This study proposed a method based on image processing techniques and deep CNN architectures for segmentation of blood vessels in retinal images. The method primarily applied image processing techniques to extract blood vessels from the background and standardized the retinal images for the training of the network. The preprocessed images were randomly selected and cropped to certain sizes, which improved training performance through data augmentation. After preprocessing, the network was trained. The resulting network was used to perform segmentation of blood vessels in retinal images.

The proposed method was performed in MATLAB environment on a PC Intel Core i7 @ 2.6 GHz with 16 GB RAM and Nvidia GTX 960 M running Windows 10. The fully CNN was trained on a GPU (graphic processing unit). Training lasts an average of 8 h on a single GPU whereas preprocessing steps are completed much faster. The DRIVE database consists of 20 training and 20 test images. It takes an average of 4.5 s to crop 40,000 random packaged images from the training set and to generate and preprocess 8000 consecutive test packages from the test set.

The proposed method used color fundus images as input. Preprocessing began with the process of transforming the color images into gray level images. Gray level transformation was carried out using Eq. 1. Experiments showed that $ {k}_{\begin{array}{c}r\\ {}\ \end{array}}=0.299 $, $ {k}_{\begin{array}{c}g\\ {}\ \end{array}}=0.587 $ and $ {k}_{\begin{array}{c}b\\ {}\ \end{array}}=0.114 $ were the ideal coefficient values for gray transformation. Gray level normalization was then performed. Afterwards, CLAHE was applied to the normalized images. In this process, 8 × 8 pixel dimensions were selected for image sub-regions. Normal distribution was selected for the histogram equalization intensity distribution. Lastly, gamma correction was performed, and the optimal gamma was found to be 0.833. In the last step, the gray level of the image ranged from 0 to 1.

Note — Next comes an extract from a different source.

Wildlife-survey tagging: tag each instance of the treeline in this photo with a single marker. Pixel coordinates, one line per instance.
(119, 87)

After preprocessing, data augmentation was performed by dividing an input image into small regions in order to increase the amount of data, and thereby, to improve training performance. The data set consisted of 40 retinal images along with manually segmented versions. 2000 images (28 × 28) were extracted from each training image. Figure 5 shows the image slices. A total of 40,000 image slices were prepared for training.

Striding step 5 was selected, and the test images were sequentially cropped from the full image to obtain image slices (28 × 28). A total of 246,340 image slices (12,317 per image) were obtained.

Data augmentation was followed by the generation of fully CNN for segmentation of retinal blood vessels. Figure 6 shows the overall structure of the network. CL is the convolution layers, BNL is the batch normalization layers, MP is the maximum pooling, and TCL is the transpose convolution layer (upsampling).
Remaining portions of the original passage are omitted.